[7/N] MoE Refactor: the implementation of new framework (#9269)

2025-09-05 21:09:09 -07:00
parent dbb1235d58
commit 3fa62da78c
34 changed files with 1727 additions and 432 deletions
--- a/python/sglang/srt/layers/quantization/awq.py
+++ b/python/sglang/srt/layers/quantization/awq.py
@@ -34,7 +34,10 @@ from sglang.srt.layers.quantization.utils import get_scalar_types, replace_param

 if TYPE_CHECKING:
    from sglang.srt.layers.moe.moe_runner import MoeRunnerConfig
-    from sglang.srt.layers.moe.topk import StandardTopKOutput
+    from sglang.srt.layers.moe.token_dispatcher import (
+        StandardDispatchOutput,
+        CombineInput,
+    )

 from sglang.srt.utils import is_cuda, is_hip

@@ -736,24 +739,32 @@ class AWQMoEMethod(FusedMoEMethodBase):
        )
        replace_parameter(layer, "w2_qzeros", marlin_w2_zp)
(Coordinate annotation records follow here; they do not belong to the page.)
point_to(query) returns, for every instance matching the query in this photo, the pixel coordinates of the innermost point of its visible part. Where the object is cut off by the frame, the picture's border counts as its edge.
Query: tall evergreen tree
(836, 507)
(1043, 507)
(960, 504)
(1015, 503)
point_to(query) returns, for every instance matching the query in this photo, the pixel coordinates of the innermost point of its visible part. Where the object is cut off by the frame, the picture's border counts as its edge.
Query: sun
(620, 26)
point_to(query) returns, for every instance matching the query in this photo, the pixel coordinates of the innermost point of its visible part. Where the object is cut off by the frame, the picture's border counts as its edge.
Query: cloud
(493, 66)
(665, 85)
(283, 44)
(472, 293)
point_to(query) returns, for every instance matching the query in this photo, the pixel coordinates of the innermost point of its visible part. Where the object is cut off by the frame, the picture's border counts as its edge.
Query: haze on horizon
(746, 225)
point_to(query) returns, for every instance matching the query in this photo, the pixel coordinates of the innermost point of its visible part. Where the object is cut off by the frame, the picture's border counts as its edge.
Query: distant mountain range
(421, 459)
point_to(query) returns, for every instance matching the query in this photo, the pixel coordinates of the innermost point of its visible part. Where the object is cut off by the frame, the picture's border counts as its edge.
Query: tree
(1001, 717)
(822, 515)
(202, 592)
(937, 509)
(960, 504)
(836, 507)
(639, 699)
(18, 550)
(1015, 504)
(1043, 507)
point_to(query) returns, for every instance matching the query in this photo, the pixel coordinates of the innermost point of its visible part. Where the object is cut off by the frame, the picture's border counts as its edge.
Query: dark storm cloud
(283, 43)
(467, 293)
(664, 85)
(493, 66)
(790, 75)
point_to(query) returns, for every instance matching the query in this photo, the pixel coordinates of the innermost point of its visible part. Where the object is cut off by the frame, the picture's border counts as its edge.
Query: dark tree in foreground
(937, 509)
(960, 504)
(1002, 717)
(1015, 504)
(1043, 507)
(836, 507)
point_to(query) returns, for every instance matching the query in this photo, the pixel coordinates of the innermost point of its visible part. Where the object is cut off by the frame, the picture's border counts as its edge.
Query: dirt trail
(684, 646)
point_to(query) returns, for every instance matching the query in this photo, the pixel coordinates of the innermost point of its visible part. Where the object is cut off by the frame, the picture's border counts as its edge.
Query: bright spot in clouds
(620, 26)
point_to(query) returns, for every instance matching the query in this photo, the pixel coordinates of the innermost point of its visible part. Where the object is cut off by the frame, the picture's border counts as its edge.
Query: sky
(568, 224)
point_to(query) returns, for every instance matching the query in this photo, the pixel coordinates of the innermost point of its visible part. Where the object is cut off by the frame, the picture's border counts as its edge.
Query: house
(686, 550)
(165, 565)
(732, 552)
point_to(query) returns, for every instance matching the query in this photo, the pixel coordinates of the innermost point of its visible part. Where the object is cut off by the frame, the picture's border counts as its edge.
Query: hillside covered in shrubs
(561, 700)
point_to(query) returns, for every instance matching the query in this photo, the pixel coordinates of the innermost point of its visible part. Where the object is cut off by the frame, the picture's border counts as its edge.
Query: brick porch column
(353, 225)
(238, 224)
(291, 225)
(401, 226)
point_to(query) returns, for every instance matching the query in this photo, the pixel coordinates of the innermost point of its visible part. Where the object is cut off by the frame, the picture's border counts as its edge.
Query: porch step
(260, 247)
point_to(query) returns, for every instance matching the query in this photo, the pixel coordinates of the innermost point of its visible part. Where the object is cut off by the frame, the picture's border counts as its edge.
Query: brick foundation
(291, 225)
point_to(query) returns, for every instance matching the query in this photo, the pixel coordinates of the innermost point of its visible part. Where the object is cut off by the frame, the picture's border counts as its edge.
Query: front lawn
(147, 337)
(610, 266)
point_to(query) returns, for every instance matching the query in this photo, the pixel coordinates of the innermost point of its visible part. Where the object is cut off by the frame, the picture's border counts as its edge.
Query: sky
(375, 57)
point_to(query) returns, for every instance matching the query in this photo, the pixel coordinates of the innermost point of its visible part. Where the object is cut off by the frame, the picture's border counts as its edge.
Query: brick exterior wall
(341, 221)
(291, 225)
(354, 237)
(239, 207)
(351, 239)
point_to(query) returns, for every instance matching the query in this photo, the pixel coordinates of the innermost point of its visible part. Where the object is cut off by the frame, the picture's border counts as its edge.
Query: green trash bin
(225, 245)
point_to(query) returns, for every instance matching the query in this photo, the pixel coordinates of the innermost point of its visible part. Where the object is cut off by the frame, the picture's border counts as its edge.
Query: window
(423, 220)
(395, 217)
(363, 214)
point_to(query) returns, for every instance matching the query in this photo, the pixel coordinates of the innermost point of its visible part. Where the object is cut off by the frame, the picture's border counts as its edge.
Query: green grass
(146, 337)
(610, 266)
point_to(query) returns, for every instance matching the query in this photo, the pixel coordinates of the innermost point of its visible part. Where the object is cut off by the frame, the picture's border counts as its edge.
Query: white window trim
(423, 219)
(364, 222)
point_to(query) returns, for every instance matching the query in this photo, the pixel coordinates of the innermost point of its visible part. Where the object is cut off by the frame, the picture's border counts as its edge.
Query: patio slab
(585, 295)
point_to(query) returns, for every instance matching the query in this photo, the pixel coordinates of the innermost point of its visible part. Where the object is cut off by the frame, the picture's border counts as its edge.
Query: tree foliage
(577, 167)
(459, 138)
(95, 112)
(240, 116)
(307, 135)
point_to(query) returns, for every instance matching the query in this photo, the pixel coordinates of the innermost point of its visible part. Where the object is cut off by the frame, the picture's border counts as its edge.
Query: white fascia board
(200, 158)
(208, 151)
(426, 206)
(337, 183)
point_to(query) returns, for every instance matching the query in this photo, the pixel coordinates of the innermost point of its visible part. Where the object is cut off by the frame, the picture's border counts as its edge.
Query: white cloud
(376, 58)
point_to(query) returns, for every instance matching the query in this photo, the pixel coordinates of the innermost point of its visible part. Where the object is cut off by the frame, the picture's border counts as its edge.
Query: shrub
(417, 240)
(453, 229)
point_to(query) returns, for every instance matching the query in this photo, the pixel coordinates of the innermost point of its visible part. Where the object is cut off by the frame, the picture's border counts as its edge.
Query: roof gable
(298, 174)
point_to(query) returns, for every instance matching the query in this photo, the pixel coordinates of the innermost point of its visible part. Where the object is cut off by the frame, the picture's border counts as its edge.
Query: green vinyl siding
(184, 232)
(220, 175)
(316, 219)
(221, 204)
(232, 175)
+    def create_moe_runner(
+        self, layer: torch.nn.Module, moe_runner_config: MoeRunnerConfig
+    ):
+        self.moe_runner_config = moe_runner_config
+
    def apply(
        self,
        layer: torch.nn.Module,
-        x: torch.Tensor,
-        topk_output: StandardTopKOutput,
-        moe_runner_config: MoeRunnerConfig,
-    ) -> torch.Tensor:
+        dispatch_output: StandardDispatchOutput,
+    ) -> CombineInput:
+        from sglang.srt.layers.moe.token_dispatcher import StandardCombineInput
+
        assert (
-            moe_runner_config.activation == "silu"
+            self.moe_runner_config.activation == "silu"
        ), "Only SiLU activation is supported."

        # The input must currently be float16
+        x = dispatch_output.hidden_states
+        topk_output = dispatch_output.topk_output
+
        orig_dtype = x.dtype
        x = x.half()

        topk_weights, topk_ids, router_logits = topk_output

-        return fused_marlin_moe(
+        output = fused_marlin_moe(
            x,
            layer.w13_qweight,
            layer.w2_qweight,
@@ -768,3 +779,4 @@ class AWQMoEMethod(FusedMoEMethodBase):
            w2_zeros=layer.w2_qzeros,
            num_bits=self.quant_config.weight_bits,
        ).to(orig_dtype)
+        return StandardCombineInput(hidden_states=output)